"I ordered gold, in the meantime, to be showered down without ceasing among the happy multitude"
About this Quote
"Showered down without ceasing" pushes the image from generosity into something unnervingly mechanical. A shower is indiscriminate; it falls on whoever happens to be underneath. That matters because the recipients are not citizens, voters, or even subjects, but a "happy multitude" - a crowd defined by mood, not agency. The line flatters the masses while subtly diminishing them: happiness is the proof of success, and happiness is produced on command.
As a Romantic-era poet with a keen sense for fable and moral allegory, Chamisso often wrote about the price of comfort and the odd bargains societies make.

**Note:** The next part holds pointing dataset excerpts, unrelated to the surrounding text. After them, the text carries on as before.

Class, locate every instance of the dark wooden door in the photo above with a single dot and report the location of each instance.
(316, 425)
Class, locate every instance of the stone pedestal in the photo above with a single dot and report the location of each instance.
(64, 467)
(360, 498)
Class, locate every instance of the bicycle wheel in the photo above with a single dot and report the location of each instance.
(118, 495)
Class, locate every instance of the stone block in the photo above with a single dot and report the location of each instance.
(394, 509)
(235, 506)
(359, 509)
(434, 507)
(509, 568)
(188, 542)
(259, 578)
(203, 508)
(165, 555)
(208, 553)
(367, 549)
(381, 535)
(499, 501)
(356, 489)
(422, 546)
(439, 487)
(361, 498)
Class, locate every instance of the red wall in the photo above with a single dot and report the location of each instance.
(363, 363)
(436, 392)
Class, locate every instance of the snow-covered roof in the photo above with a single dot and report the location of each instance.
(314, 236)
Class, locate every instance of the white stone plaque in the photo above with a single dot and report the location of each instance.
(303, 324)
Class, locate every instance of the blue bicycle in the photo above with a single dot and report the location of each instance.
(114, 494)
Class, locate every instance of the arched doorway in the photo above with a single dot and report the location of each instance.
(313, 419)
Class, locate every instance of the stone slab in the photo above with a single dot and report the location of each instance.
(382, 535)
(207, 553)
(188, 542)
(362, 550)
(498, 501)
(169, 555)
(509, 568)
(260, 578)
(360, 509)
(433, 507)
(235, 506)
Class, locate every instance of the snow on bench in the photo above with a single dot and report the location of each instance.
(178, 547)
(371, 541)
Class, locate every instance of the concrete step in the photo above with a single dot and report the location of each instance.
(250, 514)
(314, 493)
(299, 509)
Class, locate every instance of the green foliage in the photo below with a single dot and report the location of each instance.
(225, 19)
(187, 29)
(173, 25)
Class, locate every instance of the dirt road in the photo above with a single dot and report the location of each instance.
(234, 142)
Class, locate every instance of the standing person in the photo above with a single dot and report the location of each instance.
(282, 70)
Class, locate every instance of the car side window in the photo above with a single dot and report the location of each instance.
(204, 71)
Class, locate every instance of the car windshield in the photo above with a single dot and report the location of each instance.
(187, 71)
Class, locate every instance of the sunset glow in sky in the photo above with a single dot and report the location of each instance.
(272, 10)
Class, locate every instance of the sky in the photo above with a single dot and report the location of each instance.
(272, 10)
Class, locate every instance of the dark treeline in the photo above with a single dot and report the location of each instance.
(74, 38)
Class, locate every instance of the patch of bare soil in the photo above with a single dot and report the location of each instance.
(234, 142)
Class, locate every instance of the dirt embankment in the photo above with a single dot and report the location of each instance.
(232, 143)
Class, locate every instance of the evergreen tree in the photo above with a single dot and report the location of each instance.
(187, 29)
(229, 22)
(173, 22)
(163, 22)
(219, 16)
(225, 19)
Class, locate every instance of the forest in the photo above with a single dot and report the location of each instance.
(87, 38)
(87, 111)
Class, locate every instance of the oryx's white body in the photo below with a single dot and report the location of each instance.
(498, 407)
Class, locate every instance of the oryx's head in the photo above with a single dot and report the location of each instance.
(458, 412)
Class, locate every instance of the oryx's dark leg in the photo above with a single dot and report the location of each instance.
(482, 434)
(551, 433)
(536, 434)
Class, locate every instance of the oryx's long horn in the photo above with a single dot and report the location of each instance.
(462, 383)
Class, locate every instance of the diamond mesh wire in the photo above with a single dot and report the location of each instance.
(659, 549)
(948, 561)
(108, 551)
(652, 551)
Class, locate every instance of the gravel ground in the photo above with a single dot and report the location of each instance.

Read in that light, the sentence feels like a miniature parable of modern rule: pacify with largesse, keep the social temperature pleasant, postpone the reckoning. The diction is courtly and almost serene, which is precisely why it lands. The calm voice normalizes the transactional logic: if you can keep the gold falling, you can keep the questions from rising.
Quote Details
| Topic | Wealth |
|---|---|
| Source | Help us find the source |
| Cite |
Citation Formats
APA Style (7th ed.)
Chamisso, Adelbert von. (2026, February 20). I ordered gold, in the meantime, to be showered down without ceasing among the happy multitude. FixQuotes. https://fixquotes.com/quotes/i-ordered-gold-in-the-meantime-to-be-showered-8058/
Chicago Style
Chamisso, Adelbert von. "I ordered gold, in the meantime, to be showered down without ceasing among the happy multitude." FixQuotes. February 20, 2026. https://fixquotes.com/quotes/i-ordered-gold-in-the-meantime-to-be-showered-8058/.
MLA Style (9th ed.)
"I ordered gold, in the meantime, to be showered down without ceasing among the happy multitude." FixQuotes, 20 Feb. 2026, https://fixquotes.com/quotes/i-ordered-gold-in-the-meantime-to-be-showered-8058/. Accessed 22 Feb. 2026.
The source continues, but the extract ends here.